Bien sûr, nous comprenons que, tout en étant compatriotes d’un même pays, nous pouvons avoir des perceptions différentes sur ce qui s’y déroule, car la perception des mêmes faits dépend de plusieurs facteurs, dont la formation, et l’information en notre possession. C’est pour cette raison que le CET s’efforce toujours de justifier rationnellement sa perception par une information scientifique et digne de foi – pouvant néanmoins être contestée sur des bases également scientifiques.

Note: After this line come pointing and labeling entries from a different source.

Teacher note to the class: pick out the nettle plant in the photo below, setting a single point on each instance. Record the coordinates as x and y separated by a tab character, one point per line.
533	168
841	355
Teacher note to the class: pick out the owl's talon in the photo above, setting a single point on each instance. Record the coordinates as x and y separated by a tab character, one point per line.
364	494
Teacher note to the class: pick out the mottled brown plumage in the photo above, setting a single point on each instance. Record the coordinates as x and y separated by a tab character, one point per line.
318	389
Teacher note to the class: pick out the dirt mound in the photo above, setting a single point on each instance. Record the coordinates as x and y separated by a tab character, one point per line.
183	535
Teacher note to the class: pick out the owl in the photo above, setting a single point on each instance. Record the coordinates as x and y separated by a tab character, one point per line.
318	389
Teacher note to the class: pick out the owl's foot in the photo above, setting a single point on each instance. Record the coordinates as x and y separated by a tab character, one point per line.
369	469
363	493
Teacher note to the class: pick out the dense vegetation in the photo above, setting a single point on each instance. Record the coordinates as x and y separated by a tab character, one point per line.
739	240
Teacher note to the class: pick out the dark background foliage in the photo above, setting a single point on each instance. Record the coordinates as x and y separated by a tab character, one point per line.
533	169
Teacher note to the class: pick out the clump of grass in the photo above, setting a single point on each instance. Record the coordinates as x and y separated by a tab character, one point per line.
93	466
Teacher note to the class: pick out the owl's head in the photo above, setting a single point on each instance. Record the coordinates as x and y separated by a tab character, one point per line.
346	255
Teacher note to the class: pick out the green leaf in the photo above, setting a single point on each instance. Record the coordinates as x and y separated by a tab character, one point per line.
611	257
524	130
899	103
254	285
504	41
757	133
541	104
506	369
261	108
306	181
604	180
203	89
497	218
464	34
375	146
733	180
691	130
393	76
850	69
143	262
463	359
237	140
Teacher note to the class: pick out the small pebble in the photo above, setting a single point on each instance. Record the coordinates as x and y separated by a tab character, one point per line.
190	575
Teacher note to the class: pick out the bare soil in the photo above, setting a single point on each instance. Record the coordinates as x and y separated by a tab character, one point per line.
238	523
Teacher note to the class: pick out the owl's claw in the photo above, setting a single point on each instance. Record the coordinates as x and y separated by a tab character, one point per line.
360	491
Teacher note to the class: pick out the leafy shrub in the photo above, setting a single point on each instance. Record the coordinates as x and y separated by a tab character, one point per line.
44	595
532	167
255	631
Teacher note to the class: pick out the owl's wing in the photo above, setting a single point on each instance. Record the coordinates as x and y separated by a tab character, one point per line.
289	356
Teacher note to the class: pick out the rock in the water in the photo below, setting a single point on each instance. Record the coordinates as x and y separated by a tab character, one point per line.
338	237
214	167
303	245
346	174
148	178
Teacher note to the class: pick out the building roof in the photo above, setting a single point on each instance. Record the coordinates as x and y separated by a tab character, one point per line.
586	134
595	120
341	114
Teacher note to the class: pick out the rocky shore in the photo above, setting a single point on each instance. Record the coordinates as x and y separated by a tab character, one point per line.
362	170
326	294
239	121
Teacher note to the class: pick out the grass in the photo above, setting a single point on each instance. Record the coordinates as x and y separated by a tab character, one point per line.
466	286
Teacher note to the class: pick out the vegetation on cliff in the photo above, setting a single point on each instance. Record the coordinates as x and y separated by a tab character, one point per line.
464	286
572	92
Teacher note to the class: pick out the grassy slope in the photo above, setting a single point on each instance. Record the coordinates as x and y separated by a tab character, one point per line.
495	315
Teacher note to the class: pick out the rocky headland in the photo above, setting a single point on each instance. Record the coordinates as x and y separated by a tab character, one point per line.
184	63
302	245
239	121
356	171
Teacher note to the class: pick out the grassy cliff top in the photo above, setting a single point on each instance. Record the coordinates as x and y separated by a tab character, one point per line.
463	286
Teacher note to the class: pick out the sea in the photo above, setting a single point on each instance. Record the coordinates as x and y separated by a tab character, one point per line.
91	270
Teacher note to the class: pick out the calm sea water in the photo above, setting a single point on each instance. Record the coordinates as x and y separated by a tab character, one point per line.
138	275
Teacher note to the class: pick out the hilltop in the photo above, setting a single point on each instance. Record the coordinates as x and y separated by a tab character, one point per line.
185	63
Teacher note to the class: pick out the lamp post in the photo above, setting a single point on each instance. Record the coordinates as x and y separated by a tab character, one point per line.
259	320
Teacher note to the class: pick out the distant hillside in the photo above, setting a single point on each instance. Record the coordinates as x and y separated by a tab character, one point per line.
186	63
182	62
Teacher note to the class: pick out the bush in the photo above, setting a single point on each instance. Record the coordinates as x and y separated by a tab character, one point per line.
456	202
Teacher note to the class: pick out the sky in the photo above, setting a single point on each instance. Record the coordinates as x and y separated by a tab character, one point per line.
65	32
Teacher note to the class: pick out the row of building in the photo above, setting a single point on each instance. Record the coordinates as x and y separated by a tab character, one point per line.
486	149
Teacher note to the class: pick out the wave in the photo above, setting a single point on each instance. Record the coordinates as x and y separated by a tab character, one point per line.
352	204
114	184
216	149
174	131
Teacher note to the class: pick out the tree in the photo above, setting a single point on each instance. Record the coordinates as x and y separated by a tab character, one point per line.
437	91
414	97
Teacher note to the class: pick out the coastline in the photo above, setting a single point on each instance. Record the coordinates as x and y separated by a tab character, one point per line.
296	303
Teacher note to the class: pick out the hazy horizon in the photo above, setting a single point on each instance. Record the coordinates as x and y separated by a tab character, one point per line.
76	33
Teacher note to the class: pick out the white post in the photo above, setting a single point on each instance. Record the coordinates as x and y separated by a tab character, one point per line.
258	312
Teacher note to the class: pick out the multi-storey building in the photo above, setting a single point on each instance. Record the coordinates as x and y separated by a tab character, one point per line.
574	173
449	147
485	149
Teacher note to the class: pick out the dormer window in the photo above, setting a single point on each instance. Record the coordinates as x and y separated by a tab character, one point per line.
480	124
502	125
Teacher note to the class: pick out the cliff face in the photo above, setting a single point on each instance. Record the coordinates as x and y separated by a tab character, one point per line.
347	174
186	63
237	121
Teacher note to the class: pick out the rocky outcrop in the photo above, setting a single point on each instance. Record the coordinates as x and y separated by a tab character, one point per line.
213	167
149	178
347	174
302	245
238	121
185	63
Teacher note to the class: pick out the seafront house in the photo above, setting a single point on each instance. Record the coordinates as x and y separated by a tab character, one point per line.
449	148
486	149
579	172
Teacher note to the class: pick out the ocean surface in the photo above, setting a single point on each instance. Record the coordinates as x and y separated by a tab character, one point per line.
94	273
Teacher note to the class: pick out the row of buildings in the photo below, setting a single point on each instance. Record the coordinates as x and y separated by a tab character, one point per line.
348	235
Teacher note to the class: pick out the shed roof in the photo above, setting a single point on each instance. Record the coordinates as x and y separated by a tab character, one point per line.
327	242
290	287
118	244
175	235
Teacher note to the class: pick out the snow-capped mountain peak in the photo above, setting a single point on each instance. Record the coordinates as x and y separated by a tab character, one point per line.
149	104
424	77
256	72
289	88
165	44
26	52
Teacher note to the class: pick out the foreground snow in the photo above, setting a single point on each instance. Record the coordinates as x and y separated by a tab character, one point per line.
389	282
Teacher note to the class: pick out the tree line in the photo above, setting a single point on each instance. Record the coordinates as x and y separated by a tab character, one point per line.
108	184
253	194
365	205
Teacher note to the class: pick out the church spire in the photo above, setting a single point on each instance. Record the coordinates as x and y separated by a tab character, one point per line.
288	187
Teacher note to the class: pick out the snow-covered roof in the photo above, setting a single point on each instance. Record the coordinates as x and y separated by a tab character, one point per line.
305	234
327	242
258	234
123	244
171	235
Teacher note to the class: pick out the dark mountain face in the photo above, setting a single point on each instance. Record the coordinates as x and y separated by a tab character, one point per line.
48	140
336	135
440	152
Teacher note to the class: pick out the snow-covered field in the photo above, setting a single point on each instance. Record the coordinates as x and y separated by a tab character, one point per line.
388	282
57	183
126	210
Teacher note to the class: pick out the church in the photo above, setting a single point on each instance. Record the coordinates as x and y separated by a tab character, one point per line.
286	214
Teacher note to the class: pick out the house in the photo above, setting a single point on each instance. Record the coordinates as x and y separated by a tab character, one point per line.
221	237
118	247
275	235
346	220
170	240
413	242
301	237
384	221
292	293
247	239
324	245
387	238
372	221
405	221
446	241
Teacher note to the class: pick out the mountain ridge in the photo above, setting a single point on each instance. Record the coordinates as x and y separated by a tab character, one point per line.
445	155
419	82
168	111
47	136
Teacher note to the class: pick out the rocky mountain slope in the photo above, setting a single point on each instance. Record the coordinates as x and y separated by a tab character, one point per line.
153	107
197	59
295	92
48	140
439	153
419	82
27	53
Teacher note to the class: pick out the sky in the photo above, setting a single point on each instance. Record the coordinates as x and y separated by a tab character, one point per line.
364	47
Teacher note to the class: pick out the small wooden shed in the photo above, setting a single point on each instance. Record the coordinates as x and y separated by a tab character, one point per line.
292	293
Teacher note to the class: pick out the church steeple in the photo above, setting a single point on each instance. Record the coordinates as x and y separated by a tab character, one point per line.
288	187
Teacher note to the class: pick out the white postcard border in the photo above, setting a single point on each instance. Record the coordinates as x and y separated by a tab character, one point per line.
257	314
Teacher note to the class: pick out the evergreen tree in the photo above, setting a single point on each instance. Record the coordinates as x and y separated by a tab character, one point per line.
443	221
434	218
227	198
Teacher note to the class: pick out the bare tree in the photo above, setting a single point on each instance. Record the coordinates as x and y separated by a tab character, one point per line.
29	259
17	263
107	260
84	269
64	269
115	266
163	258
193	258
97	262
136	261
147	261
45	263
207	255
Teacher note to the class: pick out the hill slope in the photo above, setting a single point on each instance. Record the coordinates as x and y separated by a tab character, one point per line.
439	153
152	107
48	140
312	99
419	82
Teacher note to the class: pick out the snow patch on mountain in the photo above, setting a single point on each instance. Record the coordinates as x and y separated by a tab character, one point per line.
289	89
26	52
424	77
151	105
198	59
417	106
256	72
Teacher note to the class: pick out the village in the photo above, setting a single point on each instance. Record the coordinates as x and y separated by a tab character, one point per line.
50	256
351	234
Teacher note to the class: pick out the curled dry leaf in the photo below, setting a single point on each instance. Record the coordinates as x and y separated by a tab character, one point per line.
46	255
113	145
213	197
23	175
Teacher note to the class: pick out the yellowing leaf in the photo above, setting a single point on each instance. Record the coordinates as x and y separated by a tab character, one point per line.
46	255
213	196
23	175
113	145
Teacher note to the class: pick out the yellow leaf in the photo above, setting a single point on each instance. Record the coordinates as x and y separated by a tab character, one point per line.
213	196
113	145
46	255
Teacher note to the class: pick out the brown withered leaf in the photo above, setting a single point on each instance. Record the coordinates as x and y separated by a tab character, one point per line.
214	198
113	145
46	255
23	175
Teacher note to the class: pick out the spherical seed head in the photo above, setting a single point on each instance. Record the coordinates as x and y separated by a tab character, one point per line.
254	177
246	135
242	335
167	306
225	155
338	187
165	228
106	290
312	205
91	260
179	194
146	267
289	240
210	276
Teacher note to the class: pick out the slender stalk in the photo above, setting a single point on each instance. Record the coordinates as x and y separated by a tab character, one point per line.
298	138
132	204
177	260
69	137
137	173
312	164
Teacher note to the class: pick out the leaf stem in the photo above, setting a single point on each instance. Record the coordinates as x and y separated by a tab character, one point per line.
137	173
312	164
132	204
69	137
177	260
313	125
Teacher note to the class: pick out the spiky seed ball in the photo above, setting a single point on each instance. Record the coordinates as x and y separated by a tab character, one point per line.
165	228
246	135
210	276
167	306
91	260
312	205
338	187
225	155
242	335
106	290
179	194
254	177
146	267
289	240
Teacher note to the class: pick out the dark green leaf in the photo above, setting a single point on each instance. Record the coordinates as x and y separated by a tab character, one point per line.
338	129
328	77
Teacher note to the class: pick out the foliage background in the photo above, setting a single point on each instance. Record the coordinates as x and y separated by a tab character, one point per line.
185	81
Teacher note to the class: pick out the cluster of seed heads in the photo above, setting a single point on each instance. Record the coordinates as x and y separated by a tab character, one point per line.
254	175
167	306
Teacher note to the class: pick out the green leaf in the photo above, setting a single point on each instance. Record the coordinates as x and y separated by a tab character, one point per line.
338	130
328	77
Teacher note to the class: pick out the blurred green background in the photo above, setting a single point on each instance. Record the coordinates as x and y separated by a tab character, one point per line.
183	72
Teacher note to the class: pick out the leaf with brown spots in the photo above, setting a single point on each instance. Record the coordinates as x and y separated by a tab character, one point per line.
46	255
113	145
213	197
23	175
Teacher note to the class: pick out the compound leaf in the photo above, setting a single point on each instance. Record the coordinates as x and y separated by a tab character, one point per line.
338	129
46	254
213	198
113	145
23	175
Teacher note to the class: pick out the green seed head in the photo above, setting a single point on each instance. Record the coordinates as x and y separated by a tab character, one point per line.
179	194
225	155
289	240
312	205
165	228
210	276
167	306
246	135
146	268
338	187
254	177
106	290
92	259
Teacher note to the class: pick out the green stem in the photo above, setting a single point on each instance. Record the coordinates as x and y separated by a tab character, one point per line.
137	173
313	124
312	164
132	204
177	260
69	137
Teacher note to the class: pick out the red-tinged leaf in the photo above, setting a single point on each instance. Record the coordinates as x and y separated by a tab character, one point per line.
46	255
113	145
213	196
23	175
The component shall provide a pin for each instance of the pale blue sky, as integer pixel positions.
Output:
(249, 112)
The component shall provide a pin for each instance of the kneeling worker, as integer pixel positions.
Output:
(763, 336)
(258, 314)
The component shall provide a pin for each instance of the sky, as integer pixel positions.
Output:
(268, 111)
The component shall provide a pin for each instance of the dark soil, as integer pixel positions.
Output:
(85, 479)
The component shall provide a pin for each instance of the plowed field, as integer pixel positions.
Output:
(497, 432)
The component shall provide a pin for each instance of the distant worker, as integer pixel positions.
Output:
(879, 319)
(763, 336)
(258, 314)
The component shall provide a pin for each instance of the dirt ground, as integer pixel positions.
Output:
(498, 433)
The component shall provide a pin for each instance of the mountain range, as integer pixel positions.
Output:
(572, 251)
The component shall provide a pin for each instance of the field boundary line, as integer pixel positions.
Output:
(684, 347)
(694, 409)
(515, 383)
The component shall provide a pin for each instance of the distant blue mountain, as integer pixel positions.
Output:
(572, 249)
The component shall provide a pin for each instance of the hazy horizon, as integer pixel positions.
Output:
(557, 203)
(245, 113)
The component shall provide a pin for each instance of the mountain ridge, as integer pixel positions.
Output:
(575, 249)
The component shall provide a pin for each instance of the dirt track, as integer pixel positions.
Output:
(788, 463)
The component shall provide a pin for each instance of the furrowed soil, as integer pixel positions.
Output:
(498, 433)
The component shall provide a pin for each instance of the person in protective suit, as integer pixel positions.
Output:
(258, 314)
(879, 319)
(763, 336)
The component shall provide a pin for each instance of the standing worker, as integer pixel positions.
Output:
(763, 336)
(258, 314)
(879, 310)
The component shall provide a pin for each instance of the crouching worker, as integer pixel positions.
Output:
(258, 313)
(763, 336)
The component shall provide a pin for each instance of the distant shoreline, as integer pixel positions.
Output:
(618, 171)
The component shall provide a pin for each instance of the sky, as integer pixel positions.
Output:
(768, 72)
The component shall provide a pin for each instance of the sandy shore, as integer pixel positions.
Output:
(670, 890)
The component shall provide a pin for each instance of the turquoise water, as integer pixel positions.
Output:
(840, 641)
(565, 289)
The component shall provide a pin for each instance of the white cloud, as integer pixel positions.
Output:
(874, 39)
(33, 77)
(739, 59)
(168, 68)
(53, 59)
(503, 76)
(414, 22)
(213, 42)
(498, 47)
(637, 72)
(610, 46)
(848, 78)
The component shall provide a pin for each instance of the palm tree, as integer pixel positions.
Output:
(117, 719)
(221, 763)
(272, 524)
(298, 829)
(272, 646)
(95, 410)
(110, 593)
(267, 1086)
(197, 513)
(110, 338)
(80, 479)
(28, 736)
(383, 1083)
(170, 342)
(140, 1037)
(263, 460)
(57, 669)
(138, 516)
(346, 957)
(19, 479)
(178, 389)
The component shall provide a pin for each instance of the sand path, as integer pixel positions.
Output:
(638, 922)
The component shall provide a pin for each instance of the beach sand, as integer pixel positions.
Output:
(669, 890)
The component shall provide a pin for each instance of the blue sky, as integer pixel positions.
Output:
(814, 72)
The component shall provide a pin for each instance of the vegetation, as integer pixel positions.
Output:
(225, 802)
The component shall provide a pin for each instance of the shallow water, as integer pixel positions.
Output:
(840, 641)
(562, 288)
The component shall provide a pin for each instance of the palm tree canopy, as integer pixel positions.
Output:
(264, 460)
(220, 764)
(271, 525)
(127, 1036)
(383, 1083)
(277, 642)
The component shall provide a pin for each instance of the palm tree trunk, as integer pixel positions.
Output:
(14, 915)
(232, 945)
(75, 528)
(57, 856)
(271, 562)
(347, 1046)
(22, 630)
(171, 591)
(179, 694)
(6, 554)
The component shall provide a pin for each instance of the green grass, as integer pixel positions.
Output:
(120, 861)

Ainsi, nous estimons que la majeure partie des obstacles à la stabilisation ainsi qu’au développement de notre pays découlent du processus d’atomisation excessive. Ce processus a commencé avec la traite esclavagiste, a continué pendant la colonisation et s’est poursuivi après la décolonisation. Ce processus d’atomisation entraîne deux maux de sociétés : il s’agit de la sociopathie et de la victimisation. En principe, les individus souffrant de ces maux se retrouvent dans toutes les sociétés mais tout dépend de leurs concentrations.

DE L’ATOMISATION EXCESSIVE

Tous les sociologues qui ont eu à observer notre pays depuis l’époque coloniale ont noté un processus très avancé d’atomisation, que les différents gouvernements post-coloniaux n’ont pas réussi à freiner ou à renverser.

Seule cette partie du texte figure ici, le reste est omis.